Advisor Voices: Certain Uncertainty
16 May 2019
A dozen years ago or so, when I worked for a major investment consultant, one of my colleagues criticized an investment team for not knowing what they did not know. I had to think about this for a long time, because how can you know something that you do not know? This notion has come back to me recently when thinking about the trade situation with China, because the eventual outcome is something I know that I do not know.
President Trump’s May 5th increase in tariffs from 10% to 25% on $200 billion of goods came as a surprise to the markets, which had rallied considerably this year. The rally was, in part, due to optimism around a trade agreement. Those hopes were further dashed on May 13th, as China retaliated with tariffs as high as 25% on $60 billion in U.S. goods, sending global markets lower. Both sides have seemingly dug in their feet, with the U.S. saying it could impose a 25% tariff on the remaining $325 billion in Chinese exports.
The trade war has been a popular issue among voters/consumers. However, the first $50 billion in tariffs did not directly affect consumer goods. The next $200 billion, which were first taxed at 10%, affected only 31% of consumer goods. Not only will consumers start to feel the effects of tariffs now that those will be taxed at 25%, but more than half of the remaining exports are consumer goods. How popular will tariffs be with voters when they go toy shopping this holiday season?
Source: Peterson Institute of International Economics
So what are the potential outcomes? One outcome could have the two sides take a step back, allowing Donald Trump and Xi Jinping to have a productive conversation at the G-20 meeting on June 28th. Another option could see trade negotiations continue to drag on or the trade war become more permanent. The later outcome would certainly be more damaging to China in terms of its effect on GDP since exports to the U.S. are more significant than our exports to them.
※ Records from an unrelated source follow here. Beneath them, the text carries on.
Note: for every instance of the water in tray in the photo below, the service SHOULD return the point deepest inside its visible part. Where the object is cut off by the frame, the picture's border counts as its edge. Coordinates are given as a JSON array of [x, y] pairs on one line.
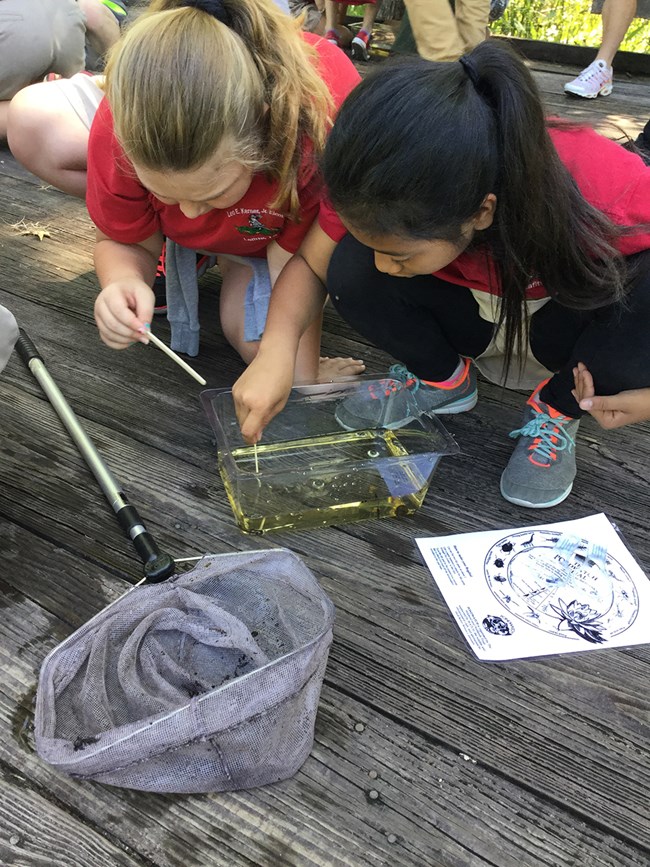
[[331, 479]]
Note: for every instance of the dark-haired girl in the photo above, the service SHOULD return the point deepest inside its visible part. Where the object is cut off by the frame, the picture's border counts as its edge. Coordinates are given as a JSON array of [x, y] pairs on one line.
[[525, 242]]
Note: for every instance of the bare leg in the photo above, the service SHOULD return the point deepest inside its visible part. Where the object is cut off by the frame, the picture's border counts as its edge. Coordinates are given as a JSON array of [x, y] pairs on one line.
[[4, 113], [369, 15], [47, 136], [617, 16]]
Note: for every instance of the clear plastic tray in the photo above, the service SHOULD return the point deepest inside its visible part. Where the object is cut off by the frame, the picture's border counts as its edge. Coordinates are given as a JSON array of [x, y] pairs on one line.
[[310, 471]]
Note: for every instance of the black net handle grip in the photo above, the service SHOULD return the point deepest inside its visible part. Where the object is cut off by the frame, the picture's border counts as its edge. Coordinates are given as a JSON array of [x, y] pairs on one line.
[[158, 565], [26, 348]]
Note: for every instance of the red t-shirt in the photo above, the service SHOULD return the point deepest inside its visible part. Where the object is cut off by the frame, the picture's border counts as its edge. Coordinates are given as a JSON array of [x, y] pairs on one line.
[[127, 212], [610, 178]]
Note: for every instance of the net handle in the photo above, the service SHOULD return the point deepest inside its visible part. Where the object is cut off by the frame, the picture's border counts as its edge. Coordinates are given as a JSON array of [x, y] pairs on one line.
[[158, 565]]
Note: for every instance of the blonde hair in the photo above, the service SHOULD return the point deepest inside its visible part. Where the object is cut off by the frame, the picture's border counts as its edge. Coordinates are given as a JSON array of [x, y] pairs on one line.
[[180, 83]]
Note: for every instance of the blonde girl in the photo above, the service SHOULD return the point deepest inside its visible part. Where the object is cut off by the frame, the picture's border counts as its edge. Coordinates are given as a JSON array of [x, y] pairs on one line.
[[215, 114]]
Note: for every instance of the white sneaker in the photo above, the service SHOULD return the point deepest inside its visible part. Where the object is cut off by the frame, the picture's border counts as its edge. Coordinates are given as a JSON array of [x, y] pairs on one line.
[[595, 80]]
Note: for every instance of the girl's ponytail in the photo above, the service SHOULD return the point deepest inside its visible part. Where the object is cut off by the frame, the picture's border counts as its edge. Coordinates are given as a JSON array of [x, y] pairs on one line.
[[544, 228]]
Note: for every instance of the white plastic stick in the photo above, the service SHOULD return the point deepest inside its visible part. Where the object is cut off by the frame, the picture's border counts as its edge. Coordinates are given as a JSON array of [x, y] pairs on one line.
[[170, 352]]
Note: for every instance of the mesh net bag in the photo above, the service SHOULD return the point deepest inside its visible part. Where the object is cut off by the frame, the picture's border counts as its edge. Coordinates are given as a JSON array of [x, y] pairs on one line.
[[207, 682]]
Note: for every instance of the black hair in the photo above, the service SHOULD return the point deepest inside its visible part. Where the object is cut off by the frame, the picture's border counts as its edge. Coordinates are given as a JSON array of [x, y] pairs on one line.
[[417, 147]]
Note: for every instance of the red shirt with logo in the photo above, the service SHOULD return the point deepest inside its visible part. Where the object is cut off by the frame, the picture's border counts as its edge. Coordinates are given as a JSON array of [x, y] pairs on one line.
[[127, 212], [609, 177]]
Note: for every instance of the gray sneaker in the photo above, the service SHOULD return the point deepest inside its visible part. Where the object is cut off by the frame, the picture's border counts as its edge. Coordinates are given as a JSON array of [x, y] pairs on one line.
[[542, 468], [404, 397]]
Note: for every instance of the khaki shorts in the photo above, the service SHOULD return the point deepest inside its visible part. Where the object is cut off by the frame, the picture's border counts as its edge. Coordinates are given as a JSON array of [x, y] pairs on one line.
[[83, 92], [37, 37]]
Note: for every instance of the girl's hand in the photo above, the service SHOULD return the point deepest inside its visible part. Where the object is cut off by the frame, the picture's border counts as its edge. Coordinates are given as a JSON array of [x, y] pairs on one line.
[[122, 310], [259, 394], [616, 410]]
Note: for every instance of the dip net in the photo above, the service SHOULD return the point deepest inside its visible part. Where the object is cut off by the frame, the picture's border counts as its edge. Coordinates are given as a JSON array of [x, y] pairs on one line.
[[207, 682]]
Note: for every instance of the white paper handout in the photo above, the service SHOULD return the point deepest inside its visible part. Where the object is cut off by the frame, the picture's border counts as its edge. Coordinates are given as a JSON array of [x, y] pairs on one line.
[[551, 588]]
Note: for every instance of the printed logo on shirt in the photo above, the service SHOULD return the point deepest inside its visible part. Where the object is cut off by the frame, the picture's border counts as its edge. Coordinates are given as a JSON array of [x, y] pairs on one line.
[[256, 229]]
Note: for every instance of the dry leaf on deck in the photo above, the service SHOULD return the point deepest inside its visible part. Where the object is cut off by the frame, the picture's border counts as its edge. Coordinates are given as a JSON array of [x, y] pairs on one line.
[[22, 227]]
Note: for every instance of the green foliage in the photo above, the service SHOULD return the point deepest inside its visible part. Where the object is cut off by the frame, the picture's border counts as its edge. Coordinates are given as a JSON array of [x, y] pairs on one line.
[[567, 22]]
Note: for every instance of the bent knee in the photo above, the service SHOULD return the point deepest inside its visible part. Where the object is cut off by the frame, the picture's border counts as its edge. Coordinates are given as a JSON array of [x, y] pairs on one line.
[[28, 121]]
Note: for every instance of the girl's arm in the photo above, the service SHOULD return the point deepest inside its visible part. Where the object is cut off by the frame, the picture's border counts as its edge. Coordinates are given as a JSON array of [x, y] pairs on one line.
[[296, 303], [126, 273], [616, 410]]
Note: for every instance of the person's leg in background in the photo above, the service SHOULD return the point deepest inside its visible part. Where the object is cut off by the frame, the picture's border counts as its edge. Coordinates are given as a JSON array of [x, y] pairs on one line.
[[435, 29], [597, 78], [472, 17], [613, 342], [102, 23], [48, 130], [31, 33]]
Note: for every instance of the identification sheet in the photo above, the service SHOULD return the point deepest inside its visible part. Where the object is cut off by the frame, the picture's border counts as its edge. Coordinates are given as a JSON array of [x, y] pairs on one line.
[[534, 591]]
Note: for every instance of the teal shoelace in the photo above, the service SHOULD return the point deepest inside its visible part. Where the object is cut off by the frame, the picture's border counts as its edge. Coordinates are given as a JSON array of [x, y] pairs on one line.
[[537, 428]]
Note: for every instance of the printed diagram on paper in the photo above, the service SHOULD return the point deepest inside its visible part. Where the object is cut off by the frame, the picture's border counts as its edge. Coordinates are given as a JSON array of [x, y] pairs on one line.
[[533, 591]]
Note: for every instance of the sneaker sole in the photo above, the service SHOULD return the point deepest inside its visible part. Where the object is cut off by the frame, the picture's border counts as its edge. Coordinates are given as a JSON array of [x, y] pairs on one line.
[[528, 505], [605, 91]]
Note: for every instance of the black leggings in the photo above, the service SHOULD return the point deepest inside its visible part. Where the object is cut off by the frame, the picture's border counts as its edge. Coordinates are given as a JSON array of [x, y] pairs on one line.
[[426, 323]]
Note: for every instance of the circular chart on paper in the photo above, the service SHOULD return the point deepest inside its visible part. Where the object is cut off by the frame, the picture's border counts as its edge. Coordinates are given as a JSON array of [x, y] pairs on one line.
[[579, 595]]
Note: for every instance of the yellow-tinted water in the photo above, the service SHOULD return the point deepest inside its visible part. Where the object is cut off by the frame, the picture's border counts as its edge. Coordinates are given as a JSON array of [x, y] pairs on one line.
[[333, 479]]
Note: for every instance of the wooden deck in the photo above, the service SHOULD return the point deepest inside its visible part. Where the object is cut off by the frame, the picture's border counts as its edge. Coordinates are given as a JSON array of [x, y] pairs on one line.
[[424, 757]]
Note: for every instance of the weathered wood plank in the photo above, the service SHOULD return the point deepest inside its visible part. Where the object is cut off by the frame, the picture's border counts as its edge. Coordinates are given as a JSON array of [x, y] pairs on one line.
[[373, 792], [34, 829]]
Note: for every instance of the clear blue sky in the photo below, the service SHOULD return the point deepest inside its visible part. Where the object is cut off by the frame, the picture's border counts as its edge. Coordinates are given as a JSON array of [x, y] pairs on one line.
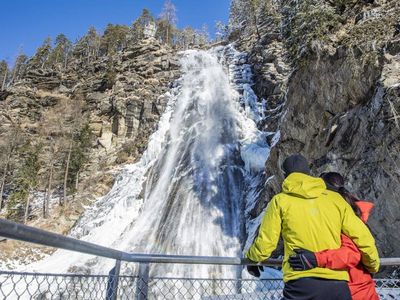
[[26, 23]]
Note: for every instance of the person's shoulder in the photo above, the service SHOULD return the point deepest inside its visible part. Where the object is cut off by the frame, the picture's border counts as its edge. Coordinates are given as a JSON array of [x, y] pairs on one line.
[[280, 198], [335, 197]]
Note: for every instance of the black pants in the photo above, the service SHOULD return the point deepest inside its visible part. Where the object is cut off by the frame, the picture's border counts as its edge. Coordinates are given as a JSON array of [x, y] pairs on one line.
[[316, 289]]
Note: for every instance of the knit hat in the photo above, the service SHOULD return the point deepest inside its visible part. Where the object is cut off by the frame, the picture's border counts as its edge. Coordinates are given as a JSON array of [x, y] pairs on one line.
[[295, 163]]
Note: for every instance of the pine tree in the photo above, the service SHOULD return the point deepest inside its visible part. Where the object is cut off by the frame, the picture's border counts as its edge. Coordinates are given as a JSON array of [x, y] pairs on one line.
[[61, 50], [136, 33], [4, 74], [19, 66], [42, 54], [114, 39], [19, 202], [167, 22]]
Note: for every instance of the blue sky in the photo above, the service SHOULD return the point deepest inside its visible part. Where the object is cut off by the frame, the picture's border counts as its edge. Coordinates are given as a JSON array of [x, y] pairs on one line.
[[26, 23]]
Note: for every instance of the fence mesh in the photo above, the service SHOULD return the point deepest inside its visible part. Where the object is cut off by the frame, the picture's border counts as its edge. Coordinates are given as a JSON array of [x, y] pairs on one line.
[[59, 286]]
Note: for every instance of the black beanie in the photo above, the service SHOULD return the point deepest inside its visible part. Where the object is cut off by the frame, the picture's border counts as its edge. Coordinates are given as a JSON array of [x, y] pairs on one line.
[[295, 163]]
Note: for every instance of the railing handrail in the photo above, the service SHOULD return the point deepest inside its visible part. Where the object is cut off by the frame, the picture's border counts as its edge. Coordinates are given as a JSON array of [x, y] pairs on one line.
[[16, 231]]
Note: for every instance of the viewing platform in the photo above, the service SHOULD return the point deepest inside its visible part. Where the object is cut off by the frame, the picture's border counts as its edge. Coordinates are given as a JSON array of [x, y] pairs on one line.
[[17, 285]]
However, higher tariffs will mean higher prices for U.S. consumers, which could affect spending and increase inflation. With uncertainty around consumer demand and supply chains, businesses may not invest as much in their companies, which could slow growth.
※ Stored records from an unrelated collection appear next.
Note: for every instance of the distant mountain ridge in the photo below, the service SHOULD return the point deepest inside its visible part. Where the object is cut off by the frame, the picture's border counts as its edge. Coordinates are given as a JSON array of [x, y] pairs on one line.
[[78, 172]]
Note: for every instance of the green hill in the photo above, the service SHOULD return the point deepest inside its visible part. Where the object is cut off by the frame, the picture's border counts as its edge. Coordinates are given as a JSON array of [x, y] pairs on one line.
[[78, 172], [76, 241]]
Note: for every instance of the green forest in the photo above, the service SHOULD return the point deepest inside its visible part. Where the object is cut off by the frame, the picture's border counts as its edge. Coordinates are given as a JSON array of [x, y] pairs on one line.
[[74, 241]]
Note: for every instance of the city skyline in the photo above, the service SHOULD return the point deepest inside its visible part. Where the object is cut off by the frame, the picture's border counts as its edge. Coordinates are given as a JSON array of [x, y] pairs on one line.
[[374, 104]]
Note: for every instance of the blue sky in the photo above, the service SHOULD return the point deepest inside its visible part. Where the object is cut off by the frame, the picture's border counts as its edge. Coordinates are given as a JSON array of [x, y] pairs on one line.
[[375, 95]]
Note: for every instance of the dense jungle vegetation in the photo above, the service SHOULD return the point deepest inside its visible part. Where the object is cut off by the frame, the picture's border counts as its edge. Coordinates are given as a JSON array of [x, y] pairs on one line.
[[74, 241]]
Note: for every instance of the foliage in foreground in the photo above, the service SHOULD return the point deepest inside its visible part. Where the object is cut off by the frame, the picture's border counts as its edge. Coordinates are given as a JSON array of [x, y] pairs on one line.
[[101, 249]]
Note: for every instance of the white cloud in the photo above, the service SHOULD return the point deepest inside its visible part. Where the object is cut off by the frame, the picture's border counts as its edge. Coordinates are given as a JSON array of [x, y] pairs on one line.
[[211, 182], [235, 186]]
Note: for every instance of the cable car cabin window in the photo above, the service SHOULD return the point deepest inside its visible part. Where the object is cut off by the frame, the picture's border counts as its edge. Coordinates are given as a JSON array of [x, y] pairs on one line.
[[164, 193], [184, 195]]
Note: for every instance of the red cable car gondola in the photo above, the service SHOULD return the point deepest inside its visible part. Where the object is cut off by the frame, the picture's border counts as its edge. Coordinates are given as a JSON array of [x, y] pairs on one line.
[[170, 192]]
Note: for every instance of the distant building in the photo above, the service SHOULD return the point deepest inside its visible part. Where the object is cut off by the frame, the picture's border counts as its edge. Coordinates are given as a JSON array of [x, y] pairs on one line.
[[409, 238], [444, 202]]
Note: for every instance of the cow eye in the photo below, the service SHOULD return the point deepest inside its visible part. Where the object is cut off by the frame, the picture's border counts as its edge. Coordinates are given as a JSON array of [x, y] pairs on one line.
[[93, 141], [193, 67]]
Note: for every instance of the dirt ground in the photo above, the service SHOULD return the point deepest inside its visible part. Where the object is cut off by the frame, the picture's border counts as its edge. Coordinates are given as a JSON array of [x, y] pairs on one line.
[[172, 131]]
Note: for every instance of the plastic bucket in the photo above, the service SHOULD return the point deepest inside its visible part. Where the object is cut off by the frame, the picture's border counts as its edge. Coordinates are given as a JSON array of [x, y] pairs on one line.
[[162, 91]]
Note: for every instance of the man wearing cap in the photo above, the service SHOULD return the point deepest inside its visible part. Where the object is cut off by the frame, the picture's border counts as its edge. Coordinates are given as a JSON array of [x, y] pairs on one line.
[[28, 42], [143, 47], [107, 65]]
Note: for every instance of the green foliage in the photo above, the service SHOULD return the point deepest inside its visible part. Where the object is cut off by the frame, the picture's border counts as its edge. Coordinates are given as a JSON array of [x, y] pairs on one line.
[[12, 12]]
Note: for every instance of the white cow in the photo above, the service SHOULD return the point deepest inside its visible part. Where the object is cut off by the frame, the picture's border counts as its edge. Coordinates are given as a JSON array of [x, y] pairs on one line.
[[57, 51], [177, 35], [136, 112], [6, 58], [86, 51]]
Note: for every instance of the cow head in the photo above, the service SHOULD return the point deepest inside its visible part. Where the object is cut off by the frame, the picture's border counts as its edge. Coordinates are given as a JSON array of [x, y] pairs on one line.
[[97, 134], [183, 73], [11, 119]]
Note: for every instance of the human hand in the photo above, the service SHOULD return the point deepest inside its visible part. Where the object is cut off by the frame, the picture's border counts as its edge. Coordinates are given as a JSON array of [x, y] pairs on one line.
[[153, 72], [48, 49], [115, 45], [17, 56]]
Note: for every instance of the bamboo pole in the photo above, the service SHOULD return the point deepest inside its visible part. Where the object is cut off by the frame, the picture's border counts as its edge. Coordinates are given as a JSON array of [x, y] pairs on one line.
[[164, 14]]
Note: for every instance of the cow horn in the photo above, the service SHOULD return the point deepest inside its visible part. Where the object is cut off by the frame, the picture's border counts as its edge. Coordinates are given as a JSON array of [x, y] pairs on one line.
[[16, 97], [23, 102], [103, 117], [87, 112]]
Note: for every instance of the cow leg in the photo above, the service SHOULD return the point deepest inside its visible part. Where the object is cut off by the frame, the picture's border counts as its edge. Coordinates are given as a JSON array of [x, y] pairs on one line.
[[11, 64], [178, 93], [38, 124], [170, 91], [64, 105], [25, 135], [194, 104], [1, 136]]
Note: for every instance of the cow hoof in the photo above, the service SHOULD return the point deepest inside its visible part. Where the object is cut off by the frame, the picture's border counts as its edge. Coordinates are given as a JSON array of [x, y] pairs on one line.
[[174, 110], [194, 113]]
So what is certain? The trade wars have contributed to slower global growth and escalating them will only dampen global GDP further. The Chinese government has a long-term view (Xi has no term limits) and the ability to provide economic stimulus, while politicians in the U.S. will want their voters happy with the 2020 election year coming up. Neither side wants to appear to bend or see their economy break. Hopefully, the more optimistic outcome will prevail and the second half of the year can be trade-tension free. Will it? I am certain that I do not know.